Increasing tumor grade does not predict a higher risk for axillary lymph node metastases in multivariate analysis. In particular, Grade 3 tumors do not show any increased propensity to metastasize to the regional lymph nodes and perhaps to distant organs. Therefore, any possible overtreatment of patients on the basis of tumor grade only should be discouraged.
PgR status shows a surprising inverse correlation with axillary lymph node metastases, both in univariate and multivariate analyses. The possible biologic reasons for this association deserve further investigations.
One of the aims of our study was the possible identification of a clinicopathological profile of the primary tumors predictive of such a low risk of axillary involvement as to justify the avoidance of SLNB. Although this procedure is well tolerated by the patients, it still requires the administration of radioactive tracers in the breast, a number of scintigraphic examinations, a prolonged surgical procedure, and additional work for pathologists. Patients with tumors exhibiting PVI—and especially if the tumors are > 2 cm— are at the highest risk for axillary lymph node involvement, and an immediate ALND could be recommended without a preliminary SLNB. The information on PVI, however, is available only after the primary tumor has been removed whereas, n many cases, the indications for SLNB must be derived preoperatively.
Given that we were unable to find any constellation of predictive features that would identify patients at such a low (i.e., significantly < 10%) risk of SLN metastases to be safely spared SLNB, we continue to offer this staging procedure to all eligible patients.

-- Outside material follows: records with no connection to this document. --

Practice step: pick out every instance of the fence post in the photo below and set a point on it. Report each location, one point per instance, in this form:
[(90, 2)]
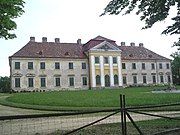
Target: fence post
[(122, 114)]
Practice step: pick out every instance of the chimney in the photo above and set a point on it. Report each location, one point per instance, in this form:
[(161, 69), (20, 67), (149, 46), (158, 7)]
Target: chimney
[(141, 45), (123, 43), (32, 39), (79, 41), (57, 40), (44, 39), (132, 44)]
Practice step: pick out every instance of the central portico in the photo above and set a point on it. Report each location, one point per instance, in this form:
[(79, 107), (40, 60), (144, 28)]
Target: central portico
[(105, 65)]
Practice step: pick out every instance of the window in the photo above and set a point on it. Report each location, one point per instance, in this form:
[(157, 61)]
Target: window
[(161, 79), (96, 60), (71, 81), (144, 79), (124, 80), (42, 65), (31, 82), (114, 60), (116, 79), (83, 65), (152, 66), (43, 82), (17, 65), (98, 80), (135, 79), (123, 65), (169, 78), (57, 65), (133, 65), (143, 66), (57, 79), (30, 65), (106, 60), (84, 80), (70, 65), (154, 78), (17, 82)]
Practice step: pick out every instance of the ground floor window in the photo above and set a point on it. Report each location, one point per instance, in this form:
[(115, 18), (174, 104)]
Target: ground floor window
[(124, 80), (30, 82), (43, 82), (135, 79), (71, 81), (116, 79), (161, 79), (84, 80), (57, 79), (17, 82), (144, 79), (169, 78), (98, 80), (154, 78)]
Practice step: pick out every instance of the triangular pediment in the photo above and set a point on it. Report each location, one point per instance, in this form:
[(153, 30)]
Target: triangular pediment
[(106, 46)]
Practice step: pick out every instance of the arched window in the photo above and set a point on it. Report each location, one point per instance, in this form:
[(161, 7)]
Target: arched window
[(116, 79), (98, 80)]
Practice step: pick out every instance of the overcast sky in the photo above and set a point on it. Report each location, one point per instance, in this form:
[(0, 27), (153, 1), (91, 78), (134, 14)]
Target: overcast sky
[(73, 19)]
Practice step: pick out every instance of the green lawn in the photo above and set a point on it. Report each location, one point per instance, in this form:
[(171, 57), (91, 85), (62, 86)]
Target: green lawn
[(147, 127), (89, 99)]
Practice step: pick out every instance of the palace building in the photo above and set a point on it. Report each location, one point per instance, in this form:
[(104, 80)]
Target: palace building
[(99, 63)]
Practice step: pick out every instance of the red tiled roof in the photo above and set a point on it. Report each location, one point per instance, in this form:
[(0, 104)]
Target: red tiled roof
[(51, 50), (74, 50)]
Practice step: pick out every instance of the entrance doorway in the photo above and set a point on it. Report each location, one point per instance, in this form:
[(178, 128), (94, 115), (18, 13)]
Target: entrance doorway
[(107, 81)]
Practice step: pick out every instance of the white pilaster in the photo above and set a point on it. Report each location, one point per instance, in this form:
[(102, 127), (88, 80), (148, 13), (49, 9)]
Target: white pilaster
[(111, 71), (102, 71), (119, 70), (93, 78)]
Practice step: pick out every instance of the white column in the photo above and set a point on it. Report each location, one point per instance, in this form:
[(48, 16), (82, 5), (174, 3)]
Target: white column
[(111, 71), (119, 70), (102, 71), (93, 78)]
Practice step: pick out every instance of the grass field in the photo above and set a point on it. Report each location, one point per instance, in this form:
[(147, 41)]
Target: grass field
[(89, 99)]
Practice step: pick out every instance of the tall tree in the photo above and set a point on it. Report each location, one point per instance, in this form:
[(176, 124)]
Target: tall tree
[(9, 10), (150, 11)]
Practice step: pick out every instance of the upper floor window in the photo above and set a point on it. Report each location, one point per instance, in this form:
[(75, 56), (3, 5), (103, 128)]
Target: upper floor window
[(96, 60), (123, 65), (84, 80), (43, 82), (133, 65), (114, 60), (57, 65), (31, 82), (143, 66), (42, 65), (70, 65), (83, 65), (17, 65), (160, 65), (106, 60), (30, 65), (152, 66), (17, 82)]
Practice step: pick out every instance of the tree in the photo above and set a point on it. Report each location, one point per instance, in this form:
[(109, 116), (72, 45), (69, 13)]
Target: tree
[(150, 11), (5, 85), (9, 10)]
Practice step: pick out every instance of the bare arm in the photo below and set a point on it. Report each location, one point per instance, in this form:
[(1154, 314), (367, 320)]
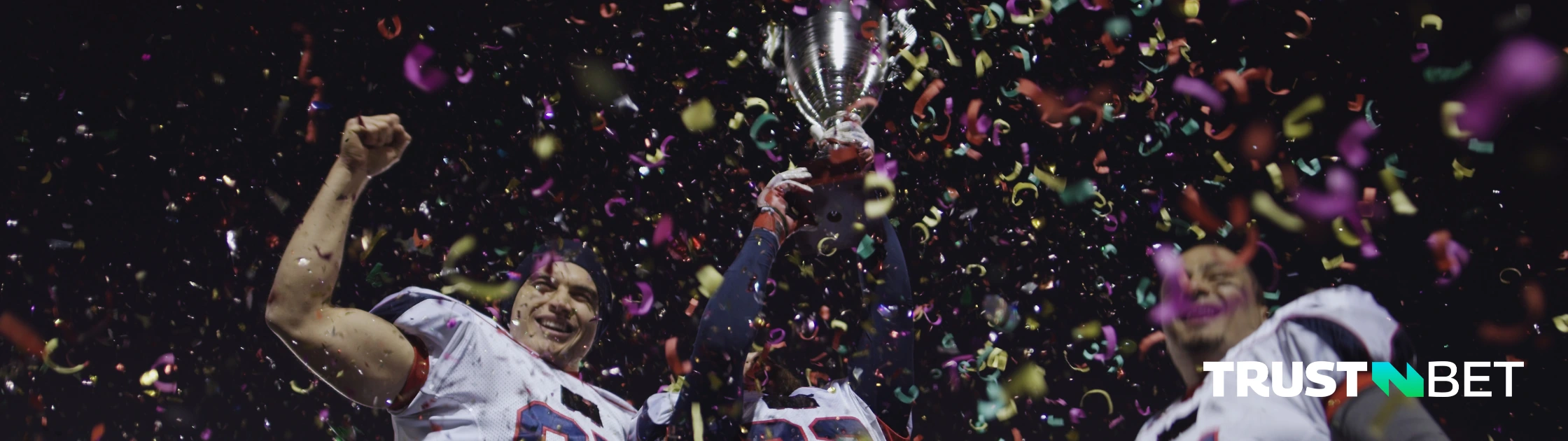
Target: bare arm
[(358, 354)]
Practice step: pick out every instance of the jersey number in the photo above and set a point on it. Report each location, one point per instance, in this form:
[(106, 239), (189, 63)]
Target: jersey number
[(830, 429), (540, 423)]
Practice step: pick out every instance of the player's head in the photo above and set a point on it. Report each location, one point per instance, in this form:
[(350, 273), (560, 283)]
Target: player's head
[(559, 309), (1226, 300)]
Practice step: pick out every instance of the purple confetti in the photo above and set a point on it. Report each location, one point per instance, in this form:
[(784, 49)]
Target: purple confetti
[(427, 80), (1352, 144)]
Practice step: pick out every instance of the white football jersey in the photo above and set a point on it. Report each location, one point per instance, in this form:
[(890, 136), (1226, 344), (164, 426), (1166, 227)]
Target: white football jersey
[(839, 416), (484, 385), (1338, 323)]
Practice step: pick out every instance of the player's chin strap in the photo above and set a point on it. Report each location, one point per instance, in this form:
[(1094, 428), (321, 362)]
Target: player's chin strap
[(1374, 415)]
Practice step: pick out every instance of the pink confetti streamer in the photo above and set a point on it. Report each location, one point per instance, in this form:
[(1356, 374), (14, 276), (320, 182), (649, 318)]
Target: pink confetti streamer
[(543, 189), (1452, 251), (427, 80), (613, 202), (1521, 68), (1201, 92), (637, 309)]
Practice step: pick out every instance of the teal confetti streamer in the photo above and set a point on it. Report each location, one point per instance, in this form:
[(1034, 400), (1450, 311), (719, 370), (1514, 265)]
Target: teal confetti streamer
[(1028, 65), (1480, 146), (1144, 295), (758, 125), (1310, 167), (1145, 7)]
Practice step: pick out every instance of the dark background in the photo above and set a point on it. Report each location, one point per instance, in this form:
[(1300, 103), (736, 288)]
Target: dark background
[(121, 121)]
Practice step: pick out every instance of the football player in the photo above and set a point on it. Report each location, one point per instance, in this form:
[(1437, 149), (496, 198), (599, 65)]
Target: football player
[(440, 368)]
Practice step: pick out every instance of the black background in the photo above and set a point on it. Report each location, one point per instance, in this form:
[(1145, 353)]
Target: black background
[(145, 193)]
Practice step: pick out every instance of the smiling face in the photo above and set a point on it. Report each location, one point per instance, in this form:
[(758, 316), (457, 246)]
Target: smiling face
[(1225, 305), (556, 314)]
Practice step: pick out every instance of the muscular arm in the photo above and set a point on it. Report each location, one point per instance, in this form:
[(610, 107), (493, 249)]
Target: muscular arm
[(358, 354), (882, 360), (723, 340)]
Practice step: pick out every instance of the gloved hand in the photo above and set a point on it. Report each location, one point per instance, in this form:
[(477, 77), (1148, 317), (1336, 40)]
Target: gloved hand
[(847, 132), (774, 206)]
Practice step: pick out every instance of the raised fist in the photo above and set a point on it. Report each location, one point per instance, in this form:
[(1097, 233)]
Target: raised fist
[(374, 144)]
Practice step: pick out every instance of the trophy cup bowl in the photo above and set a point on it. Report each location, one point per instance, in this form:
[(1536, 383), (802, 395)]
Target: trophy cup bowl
[(834, 65)]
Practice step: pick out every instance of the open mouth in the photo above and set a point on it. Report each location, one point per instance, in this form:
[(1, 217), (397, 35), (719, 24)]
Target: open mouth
[(1197, 314), (556, 328)]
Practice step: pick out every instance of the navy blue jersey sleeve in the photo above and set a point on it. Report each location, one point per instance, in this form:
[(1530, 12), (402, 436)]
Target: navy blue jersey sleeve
[(886, 357), (722, 342)]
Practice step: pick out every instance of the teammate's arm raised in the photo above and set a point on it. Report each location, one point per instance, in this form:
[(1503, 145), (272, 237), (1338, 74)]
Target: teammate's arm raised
[(363, 357)]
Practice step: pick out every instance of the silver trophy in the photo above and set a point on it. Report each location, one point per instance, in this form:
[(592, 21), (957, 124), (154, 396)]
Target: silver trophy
[(834, 65)]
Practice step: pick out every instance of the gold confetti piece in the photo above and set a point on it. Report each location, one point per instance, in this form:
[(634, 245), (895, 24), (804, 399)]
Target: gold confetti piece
[(1224, 164), (878, 208), (971, 269), (698, 117), (709, 280), (1451, 126), (1109, 407), (1148, 90), (1330, 264), (734, 62), (1296, 122), (933, 218), (1054, 183), (1021, 187), (49, 349), (1460, 172), (546, 145), (1028, 380), (1088, 330), (753, 101), (1264, 206), (1032, 16), (1197, 231), (996, 360), (1344, 234)]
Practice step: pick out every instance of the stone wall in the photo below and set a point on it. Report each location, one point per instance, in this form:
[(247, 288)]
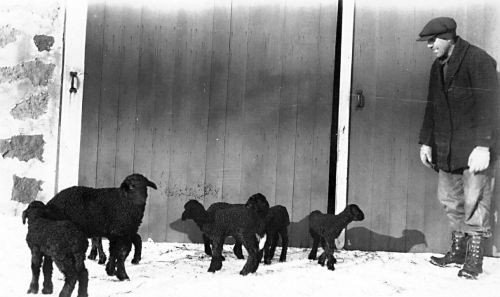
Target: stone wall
[(31, 51)]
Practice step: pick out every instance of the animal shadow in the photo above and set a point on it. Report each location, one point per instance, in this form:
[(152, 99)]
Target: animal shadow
[(361, 238)]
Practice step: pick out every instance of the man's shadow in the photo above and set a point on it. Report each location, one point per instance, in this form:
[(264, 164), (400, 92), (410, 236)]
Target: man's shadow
[(361, 238)]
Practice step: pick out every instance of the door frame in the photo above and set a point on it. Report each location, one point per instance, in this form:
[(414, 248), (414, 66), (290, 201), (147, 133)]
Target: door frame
[(70, 113)]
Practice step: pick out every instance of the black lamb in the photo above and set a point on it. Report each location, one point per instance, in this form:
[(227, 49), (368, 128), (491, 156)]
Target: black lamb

Finally, the current series confirms that the particularly thorough examination of SLN increases the detection rate of micrometastases and isolated tumor cells that would have remained undetected at a routine histopathologic examination of ALND specimens. This will upstage a significant number of patients with all the subsequent therapeutic consequences. As there is uncertainty about the clinical implications of minimal lymph node involvement, the treatment policy of this subgroup of patients will require a redefinition. Specifically, it is still being debated whether minimal SLN involvement actually dictates completion of ALND. A clinical trial comprising patients with isolated tumor cells or micrometastases in the SLN randomized to receive ALND or follow-up is in progress at our institution.
In conclusion, the current data may be used to tailor the management of patients with breast carcinoma with the aim of minimizing as much as possible diagnostic and therapeutic procedures, thus improving the quality of life of the patients without any adverse effect on their survival rates.